Farewell, Friend
Dreamed between 386 & 550 CE by Lu Yuan Ming
The Book of Wei says Lu Yuan Ming, who lived in the east of Luoyang, was a very good friend of Wang You. One evening Lu dreamed that Wang was offered him wine and bid him goodbye. In the dream they wrote several poems to each other, as was the custom of good friends parting.
When he awoke, Lu remembered ten words from the poem in the dream, which said, "Since I am leaving now, we can no longer enjoy being together."
Lu felt that something strange was happening, and three days later learned that his good friend had been killed in an uprising on the very night of his dream.
EDITOR'S NOTE
The dream-tales from this era are mostly nightmares--all upheaval and death. So the tone of this one surprised me. Regret, not fear, pain or horror; as if Wang You knew his spirit would not be snuffed out, merely going where his friend could not yet follow. But then, if a dying man can link with his friend from afar, it implies our migrant spirits may not need bodies at all; death is simply a longer dream.

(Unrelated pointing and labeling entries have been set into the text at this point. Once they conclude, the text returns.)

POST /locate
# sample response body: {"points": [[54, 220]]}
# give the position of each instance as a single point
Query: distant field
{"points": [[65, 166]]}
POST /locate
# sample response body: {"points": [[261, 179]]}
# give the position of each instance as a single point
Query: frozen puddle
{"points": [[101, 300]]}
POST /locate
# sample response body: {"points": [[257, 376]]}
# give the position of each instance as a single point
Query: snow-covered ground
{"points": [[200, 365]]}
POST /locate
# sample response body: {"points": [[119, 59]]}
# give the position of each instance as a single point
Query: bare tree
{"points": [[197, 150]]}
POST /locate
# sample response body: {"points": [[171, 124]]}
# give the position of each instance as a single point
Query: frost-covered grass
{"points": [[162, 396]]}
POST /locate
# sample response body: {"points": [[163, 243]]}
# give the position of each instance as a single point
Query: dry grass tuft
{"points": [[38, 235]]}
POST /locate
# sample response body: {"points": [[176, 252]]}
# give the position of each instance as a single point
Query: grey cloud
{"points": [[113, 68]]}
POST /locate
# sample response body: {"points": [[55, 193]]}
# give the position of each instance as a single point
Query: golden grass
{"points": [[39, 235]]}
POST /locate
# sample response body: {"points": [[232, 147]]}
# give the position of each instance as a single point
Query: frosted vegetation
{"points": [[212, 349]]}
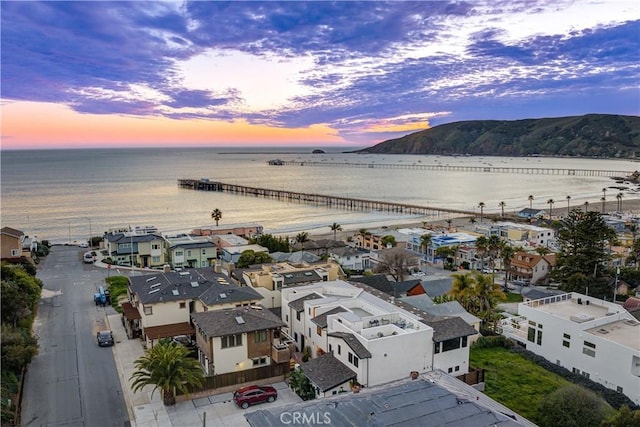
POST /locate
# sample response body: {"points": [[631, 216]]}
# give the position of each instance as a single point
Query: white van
{"points": [[88, 258]]}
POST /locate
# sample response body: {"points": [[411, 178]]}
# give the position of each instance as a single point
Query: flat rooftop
{"points": [[569, 307], [624, 332]]}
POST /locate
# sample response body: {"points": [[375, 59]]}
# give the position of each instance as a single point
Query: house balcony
{"points": [[282, 350]]}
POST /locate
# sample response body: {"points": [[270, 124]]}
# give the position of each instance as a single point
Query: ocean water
{"points": [[67, 195]]}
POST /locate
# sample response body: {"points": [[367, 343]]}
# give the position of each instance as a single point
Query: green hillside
{"points": [[592, 135]]}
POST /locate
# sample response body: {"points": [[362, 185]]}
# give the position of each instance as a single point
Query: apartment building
{"points": [[597, 339], [373, 337]]}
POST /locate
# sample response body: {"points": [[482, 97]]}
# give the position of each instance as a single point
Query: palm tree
{"points": [[302, 238], [481, 206], [168, 367], [363, 233], [335, 227], [619, 197], [482, 247], [425, 240], [462, 289], [216, 215], [449, 221], [507, 252]]}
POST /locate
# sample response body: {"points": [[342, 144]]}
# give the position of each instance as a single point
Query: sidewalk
{"points": [[144, 409]]}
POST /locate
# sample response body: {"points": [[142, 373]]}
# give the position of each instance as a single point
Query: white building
{"points": [[597, 339], [378, 340]]}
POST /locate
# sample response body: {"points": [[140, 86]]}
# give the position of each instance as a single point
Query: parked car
{"points": [[105, 338], [185, 340], [252, 394]]}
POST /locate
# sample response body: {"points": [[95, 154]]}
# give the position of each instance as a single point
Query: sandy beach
{"points": [[629, 207]]}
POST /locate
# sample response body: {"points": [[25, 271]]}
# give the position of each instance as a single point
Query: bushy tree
{"points": [[250, 257], [572, 406], [583, 239], [168, 368]]}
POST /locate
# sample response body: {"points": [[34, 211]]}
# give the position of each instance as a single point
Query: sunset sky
{"points": [[329, 74]]}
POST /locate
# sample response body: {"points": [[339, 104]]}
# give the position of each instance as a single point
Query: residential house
{"points": [[589, 336], [143, 250], [394, 289], [160, 304], [445, 309], [434, 399], [231, 254], [531, 213], [248, 231], [319, 247], [241, 339], [191, 252], [15, 245], [352, 259], [364, 330], [328, 376], [269, 279], [531, 267], [457, 239]]}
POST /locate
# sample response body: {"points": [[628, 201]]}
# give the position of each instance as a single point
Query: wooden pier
{"points": [[332, 202], [459, 168]]}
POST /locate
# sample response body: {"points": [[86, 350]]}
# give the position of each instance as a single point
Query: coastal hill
{"points": [[591, 135]]}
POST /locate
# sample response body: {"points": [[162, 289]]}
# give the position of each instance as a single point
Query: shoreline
{"points": [[630, 207]]}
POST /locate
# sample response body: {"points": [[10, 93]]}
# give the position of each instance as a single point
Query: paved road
{"points": [[72, 381]]}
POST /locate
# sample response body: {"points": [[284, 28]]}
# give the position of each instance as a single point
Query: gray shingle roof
{"points": [[298, 305], [217, 323], [321, 320], [327, 372], [408, 404], [450, 327], [353, 343], [199, 283]]}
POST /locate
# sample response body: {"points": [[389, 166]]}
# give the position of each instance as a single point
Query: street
{"points": [[72, 381]]}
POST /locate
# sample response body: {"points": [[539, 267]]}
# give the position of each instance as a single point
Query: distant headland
{"points": [[591, 135]]}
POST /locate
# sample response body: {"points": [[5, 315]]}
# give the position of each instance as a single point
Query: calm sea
{"points": [[66, 195]]}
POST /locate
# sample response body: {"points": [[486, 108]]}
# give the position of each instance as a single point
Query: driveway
{"points": [[218, 410]]}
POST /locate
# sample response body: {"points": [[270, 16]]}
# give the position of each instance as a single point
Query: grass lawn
{"points": [[514, 381]]}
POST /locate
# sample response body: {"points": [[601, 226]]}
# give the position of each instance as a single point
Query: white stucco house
{"points": [[595, 338], [373, 337]]}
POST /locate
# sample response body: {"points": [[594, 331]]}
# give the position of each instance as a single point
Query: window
{"points": [[589, 349], [258, 361], [231, 341], [260, 336]]}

The alternative is to believe Lu is psychic but alone here--not contacting his friend, only sensing his death. But why accurately report the fact of a death and falsify the friend's experience of that death? That his dream undeniably got Wang's death right adds weight to its claim--or is it Wang's claim?--that death is a parting but not an extinction.
--Chris Wayan
SOURCE: The Interpretation of Dreams in Chinese Culture by Fang Jing Pei and Zhang Juwen (2000) p.148; primary source, The Book of Wei, a history of Wei State (386-550 CE), when China was divided and turbulent. I'm sorry I can't date it more exactly.